Here are a few steps you can take for your Penguin SEO strategy:

  • Know Where Your Backlinks Come From – Links continue to be a significant signal for Google to determine whether a website deserves to show up on the first page of search results or not. That’s why, until now, link building is a useful practice for any site.
    When other blogs cite you as a reference and link to your page, search bots view this as a vote of confidence on the validity of the information you’re publishing. However, there are also downsides to this since the credibility of the source of your site’s inbound links, or backlinks affects their perceived quality.
    Avoid low-quality links by investing time and effort in reaching out to reputable websites to see if they’ll allow you to contribute a guest post with your link. Put a lot of thought into your anchor text as well and make sure that the keywords you use are relevant for your brand.
  • Know Which Pages Should Be Prioritized For Crawling – Along with a sitemap, you need to lay out your crawl path to ensure that the essential pages get the most link juice from Google. Typically, your home page must have the most backlinks since it’s considered as a user’s primary entry point from Google to other parts of your website.
    As much as possible, don’t build your site with a deep structure since you’ll only be wasting your effort on pages that may not get indexed by search bots.
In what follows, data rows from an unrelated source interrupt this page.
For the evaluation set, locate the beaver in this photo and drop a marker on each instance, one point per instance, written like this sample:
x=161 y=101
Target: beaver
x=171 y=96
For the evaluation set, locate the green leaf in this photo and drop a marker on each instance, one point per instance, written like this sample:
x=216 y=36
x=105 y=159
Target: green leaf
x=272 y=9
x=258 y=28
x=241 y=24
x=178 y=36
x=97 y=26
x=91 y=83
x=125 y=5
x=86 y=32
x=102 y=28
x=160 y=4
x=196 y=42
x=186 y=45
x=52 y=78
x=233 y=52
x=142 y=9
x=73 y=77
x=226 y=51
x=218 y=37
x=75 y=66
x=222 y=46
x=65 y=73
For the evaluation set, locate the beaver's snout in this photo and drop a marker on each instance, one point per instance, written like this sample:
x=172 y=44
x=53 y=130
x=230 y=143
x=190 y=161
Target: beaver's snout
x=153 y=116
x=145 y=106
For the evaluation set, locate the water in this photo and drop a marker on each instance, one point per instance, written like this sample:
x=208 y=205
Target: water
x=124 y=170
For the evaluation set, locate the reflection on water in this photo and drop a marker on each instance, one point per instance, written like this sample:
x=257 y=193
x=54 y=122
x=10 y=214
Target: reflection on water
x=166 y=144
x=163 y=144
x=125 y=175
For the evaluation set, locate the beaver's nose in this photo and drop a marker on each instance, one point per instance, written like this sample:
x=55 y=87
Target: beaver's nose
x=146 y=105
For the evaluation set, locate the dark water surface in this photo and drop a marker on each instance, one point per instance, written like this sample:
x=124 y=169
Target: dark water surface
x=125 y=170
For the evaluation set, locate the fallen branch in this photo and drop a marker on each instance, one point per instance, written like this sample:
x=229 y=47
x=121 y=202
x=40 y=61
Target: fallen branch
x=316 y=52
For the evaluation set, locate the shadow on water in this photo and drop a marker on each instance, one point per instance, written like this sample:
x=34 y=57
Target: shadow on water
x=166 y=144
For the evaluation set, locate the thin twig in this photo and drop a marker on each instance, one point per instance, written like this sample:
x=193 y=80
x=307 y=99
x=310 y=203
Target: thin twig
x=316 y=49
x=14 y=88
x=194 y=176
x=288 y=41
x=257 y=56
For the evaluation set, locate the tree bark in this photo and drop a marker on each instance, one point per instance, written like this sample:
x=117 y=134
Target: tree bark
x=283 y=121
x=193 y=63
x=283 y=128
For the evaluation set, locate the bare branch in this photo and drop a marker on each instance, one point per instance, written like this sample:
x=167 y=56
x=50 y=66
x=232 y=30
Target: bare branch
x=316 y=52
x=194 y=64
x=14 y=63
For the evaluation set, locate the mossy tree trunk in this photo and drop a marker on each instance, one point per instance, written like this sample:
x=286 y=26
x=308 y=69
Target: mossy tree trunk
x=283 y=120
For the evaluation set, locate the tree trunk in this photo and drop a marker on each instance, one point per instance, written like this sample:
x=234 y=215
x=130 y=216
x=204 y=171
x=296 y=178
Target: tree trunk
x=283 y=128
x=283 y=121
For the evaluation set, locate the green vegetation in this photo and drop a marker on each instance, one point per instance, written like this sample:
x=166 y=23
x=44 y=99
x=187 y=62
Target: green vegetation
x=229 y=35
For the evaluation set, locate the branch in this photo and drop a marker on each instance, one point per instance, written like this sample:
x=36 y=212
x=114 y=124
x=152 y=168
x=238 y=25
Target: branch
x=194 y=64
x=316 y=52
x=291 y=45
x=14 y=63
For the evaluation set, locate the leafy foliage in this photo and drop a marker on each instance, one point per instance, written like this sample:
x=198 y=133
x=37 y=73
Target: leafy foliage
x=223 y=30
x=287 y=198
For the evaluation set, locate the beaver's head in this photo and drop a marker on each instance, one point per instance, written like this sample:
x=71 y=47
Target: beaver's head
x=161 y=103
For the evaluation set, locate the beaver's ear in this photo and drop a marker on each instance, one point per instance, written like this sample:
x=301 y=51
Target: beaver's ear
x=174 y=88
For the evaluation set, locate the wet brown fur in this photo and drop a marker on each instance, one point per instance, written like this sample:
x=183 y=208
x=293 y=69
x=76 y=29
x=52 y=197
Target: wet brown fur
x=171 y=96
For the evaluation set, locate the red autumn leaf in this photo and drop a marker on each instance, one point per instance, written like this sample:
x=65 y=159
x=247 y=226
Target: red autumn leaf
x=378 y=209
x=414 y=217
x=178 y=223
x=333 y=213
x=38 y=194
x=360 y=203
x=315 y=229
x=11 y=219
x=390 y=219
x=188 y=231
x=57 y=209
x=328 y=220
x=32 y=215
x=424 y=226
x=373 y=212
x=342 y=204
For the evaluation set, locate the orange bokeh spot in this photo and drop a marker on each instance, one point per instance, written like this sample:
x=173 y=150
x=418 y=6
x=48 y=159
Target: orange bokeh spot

Moreover, you must remember to link to higher level pages internally to increase the possibility that visitors can view them.
  • Know What Each Page in Your Domain Contains – Understanding the structure of your website allows you to detect current SEO issues as well as potential problems. One common predicament for site operators is having duplicate or thin content somewhere in the hundreds of pages in their domain.
    What you can do is to scour through the different sections of your website with a Google site search using the operator “site:[].” With this, you can view the folders and subdomains to determine the number of pages you have for each one and compare them with the expected amount you believe your domain should have. Use this information to investigate the areas with inflated numbers further.